Uno dei dogmi delle vecchie ricerche sul rapporto fra emigrazione e patologia mentale era quello della ‘selection drift’, o, letteralmente, della ‘deriva selettiva’, in realtà una forma di selezione in qualche modo simile a quella naturale ipotizzata da Darwin. Detto in soldoni: le persone con disturbi mentali, talvolta anche gravi sino alla schizofrenia, hanno una maggiore tendenza ad emigrare, o essi diventano affetti da psicopatologia in seguito all’emigrazione? Sebbene studi come quello di Hafner (che abbiamo già citato) tenderebbero a dimostrare che sotto certe condizioni la popolazione che emigra è più sana di altre fasce di popolazione riguardo alla salute mentale, resta sempre da verificare se questo dato può essere esteso ad altri aspetti del fenomeno migratorio, per esempio alle migrazioni interne alla nazione (per le quali non esiste alcuna selezione medica) o se esso era presente originariamente. Se non lo era, potrebbero essersi selezionati gruppi tendenzialmente a rischio di disturbi mentali, nei quali questa tendenza morbosa, in termini di strutture familiari e sociali, modelli educativi e/o genetici, potrebbe essersi perpetuato. Ne deriverebbe l’ipotesi di nicchie ecologiche ‘psicopatogene’, che potrebbero in qualche modo spiegare il fenomeno della maggiore prevalenza di disagio mentale nelle comunità di emigranti.

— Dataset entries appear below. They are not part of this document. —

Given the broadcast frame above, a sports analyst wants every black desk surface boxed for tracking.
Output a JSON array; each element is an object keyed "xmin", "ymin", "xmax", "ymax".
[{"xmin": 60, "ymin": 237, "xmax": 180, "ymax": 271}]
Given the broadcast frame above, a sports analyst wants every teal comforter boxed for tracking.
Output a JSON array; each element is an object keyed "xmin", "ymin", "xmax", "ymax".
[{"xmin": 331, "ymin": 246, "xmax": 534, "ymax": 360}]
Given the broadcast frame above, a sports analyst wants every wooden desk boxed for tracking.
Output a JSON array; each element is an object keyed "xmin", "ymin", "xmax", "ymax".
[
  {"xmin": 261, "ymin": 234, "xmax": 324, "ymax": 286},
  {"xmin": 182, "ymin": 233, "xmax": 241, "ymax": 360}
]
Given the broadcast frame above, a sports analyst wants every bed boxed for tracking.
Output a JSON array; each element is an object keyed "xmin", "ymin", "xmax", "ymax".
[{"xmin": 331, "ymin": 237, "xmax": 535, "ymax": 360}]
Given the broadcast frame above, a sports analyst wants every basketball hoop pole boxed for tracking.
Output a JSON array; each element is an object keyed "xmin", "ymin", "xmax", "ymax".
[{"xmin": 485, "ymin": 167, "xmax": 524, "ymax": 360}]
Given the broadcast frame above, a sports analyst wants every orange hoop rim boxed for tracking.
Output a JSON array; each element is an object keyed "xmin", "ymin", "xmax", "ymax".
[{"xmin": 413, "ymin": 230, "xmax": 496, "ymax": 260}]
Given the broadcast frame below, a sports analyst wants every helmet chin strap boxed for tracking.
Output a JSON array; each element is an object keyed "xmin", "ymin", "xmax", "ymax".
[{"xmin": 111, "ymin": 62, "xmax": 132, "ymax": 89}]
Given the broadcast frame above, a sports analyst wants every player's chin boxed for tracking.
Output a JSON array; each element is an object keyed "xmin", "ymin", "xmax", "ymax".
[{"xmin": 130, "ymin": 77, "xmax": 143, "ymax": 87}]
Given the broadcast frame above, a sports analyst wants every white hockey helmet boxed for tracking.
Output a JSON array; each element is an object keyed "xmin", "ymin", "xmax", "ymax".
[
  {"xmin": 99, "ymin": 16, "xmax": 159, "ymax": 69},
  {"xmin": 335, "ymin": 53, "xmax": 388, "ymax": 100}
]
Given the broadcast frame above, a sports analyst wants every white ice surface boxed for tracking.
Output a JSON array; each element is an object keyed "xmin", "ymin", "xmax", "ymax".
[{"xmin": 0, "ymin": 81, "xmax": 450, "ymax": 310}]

Questa teoria, già incerta quando fu formulata, è oggi del tutto inattendibile, perché impossibile verificarla. Sarebbe assai meglio concentrarci su quanto siano responsabili di disagio psichico i meccanismi inceppati di una integrazione che, per quanto possibile da attuare, ha sinora, per molti versi, il sapore amaro dell’utopia.